# Christmas and Cain



## PuritanCovenanter (Dec 25, 2009)

Well,
I am going to wear my feelings out on my sleeve again which might not be a good a thing. 

I am considering Abel, Cain, Adam, and Eve. I always struggle with poor Cain. He is definitely guilty. I also imagine that Adam and Eve felt this pain worse than anyone. Their son murdered thier son. I sometimes figure how far I have fallen in light of Cain. It is my fault and it is yet a very hurtful thing. Inclinations to do wrong and cover our sin are grievous. We are all guilty. I have never committed murder in my physical life. But I know I am guilty and have tears for for fear of what I could become. God is surely good to Israel. Even to King David who committed it by his command to have Uriah the Hittite murdered must have been plagued him with the guilt of Cain. I can't imagine it. Far worse is that we all would have been guilty to kill the Son of God. It is hard for me to contemplate this great sin. 
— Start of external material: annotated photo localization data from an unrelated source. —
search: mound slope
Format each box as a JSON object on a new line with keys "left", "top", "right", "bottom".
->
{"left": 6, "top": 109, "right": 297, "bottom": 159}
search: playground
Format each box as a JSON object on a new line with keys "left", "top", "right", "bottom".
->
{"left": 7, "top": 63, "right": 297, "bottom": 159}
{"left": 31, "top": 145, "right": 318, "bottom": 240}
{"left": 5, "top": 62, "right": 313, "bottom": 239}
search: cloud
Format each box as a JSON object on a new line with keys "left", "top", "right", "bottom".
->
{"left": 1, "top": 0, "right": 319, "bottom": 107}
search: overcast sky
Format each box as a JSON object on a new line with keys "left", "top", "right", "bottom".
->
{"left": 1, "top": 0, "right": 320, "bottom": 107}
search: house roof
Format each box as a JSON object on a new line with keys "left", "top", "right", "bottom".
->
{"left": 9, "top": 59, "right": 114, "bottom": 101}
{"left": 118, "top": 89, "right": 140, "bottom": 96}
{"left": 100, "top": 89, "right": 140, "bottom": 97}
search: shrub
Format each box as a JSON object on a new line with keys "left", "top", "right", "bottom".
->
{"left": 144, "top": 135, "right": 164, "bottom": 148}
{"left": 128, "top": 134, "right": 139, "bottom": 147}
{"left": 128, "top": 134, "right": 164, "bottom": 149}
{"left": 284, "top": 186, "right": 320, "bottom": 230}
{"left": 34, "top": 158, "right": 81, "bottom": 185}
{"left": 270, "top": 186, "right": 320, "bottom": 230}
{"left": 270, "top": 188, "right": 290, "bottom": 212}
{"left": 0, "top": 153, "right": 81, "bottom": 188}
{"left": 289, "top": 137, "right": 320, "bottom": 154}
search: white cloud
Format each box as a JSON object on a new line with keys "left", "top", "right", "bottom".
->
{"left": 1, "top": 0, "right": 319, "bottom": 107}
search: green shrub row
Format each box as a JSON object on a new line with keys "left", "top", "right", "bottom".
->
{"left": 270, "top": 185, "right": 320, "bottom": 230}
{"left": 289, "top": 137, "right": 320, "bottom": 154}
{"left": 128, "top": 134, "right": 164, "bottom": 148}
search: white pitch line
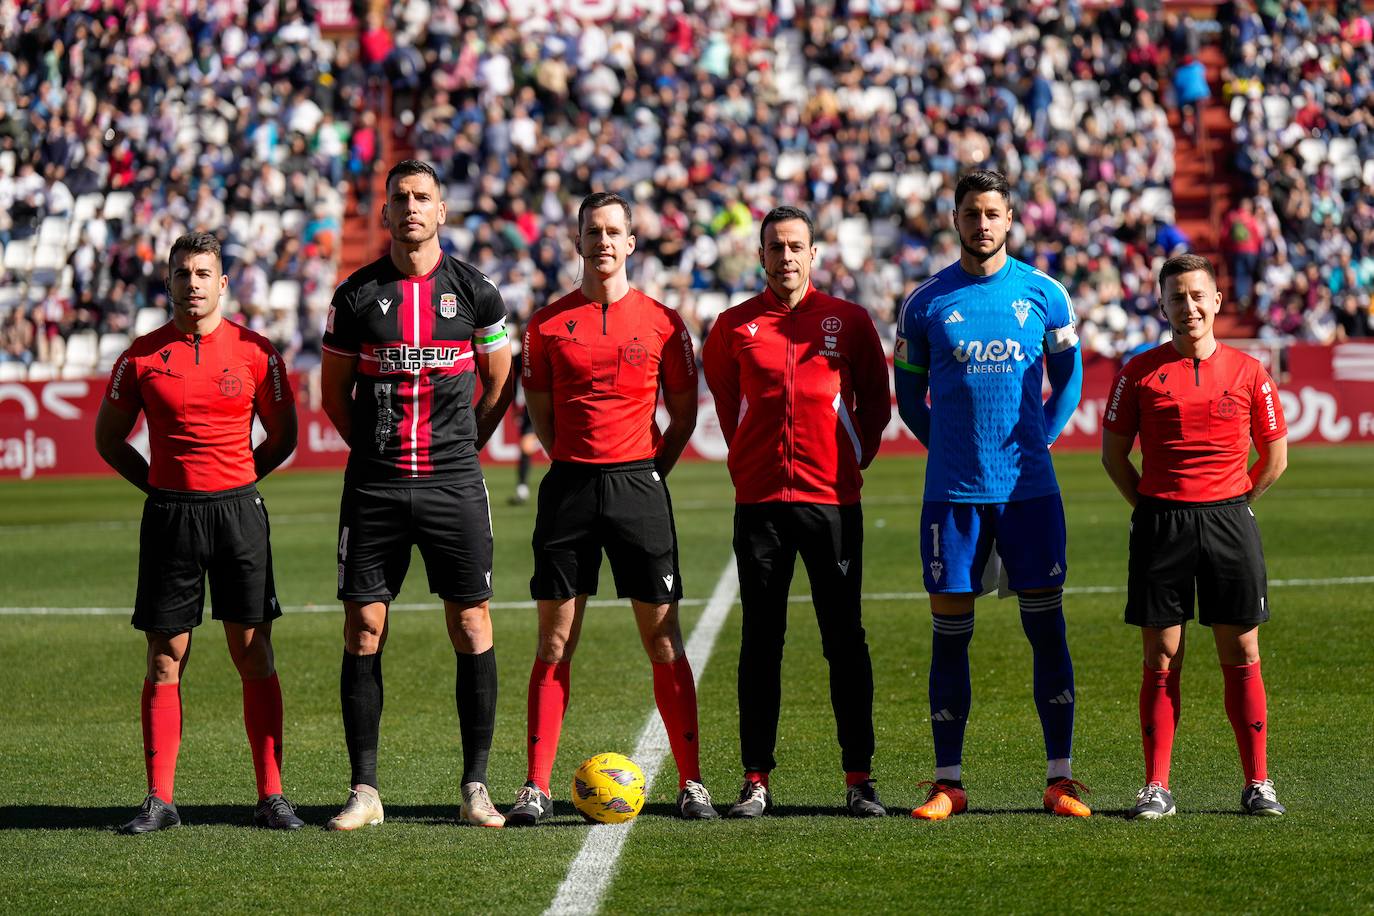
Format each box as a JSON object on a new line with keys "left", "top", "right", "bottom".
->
{"left": 543, "top": 555, "right": 739, "bottom": 916}
{"left": 4, "top": 574, "right": 1370, "bottom": 618}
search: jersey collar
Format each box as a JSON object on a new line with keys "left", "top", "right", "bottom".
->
{"left": 764, "top": 282, "right": 815, "bottom": 311}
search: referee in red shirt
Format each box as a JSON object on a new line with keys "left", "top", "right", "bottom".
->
{"left": 1102, "top": 253, "right": 1289, "bottom": 820}
{"left": 703, "top": 206, "right": 890, "bottom": 818}
{"left": 506, "top": 192, "right": 718, "bottom": 824}
{"left": 95, "top": 232, "right": 301, "bottom": 833}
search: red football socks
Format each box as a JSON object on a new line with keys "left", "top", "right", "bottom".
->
{"left": 745, "top": 770, "right": 769, "bottom": 788}
{"left": 1140, "top": 665, "right": 1181, "bottom": 788}
{"left": 652, "top": 656, "right": 702, "bottom": 789}
{"left": 527, "top": 658, "right": 571, "bottom": 796}
{"left": 845, "top": 771, "right": 871, "bottom": 787}
{"left": 141, "top": 680, "right": 182, "bottom": 802}
{"left": 1222, "top": 661, "right": 1268, "bottom": 784}
{"left": 242, "top": 673, "right": 284, "bottom": 800}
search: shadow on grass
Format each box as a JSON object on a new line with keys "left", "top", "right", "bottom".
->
{"left": 0, "top": 803, "right": 556, "bottom": 831}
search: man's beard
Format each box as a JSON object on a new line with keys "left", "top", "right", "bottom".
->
{"left": 960, "top": 235, "right": 1004, "bottom": 262}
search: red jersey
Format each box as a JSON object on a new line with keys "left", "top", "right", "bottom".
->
{"left": 702, "top": 285, "right": 890, "bottom": 504}
{"left": 522, "top": 288, "right": 696, "bottom": 464}
{"left": 104, "top": 319, "right": 294, "bottom": 492}
{"left": 323, "top": 253, "right": 509, "bottom": 484}
{"left": 1103, "top": 342, "right": 1286, "bottom": 502}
I am grateful for the death of Christ for my sin. Merry Christmas.


----------



## louis_jp (Dec 25, 2009)

Merry Christmas, friend. Thanks be to God for our Savior Jesus Christ.


----------



## 21st Century Calvinist (Dec 25, 2009)

As much as we need hope, comfort, renewed relationships, joy and truth in our lives, the greatest need we have is for God to forgive our sins and bring us into fellowship with himself. Halleujah, for "today in the town of David a Savior has been born to you; he is Christ the Lord." ( Luke 2:11)


----------



## Herald (Dec 25, 2009)

Randy, lest we wallow in despair because of our great offense against the King of all the universe, let us remember that even our Lord said, "Do not let your heart be troubled." 

Rejoice! 

Merry Christmas.


----------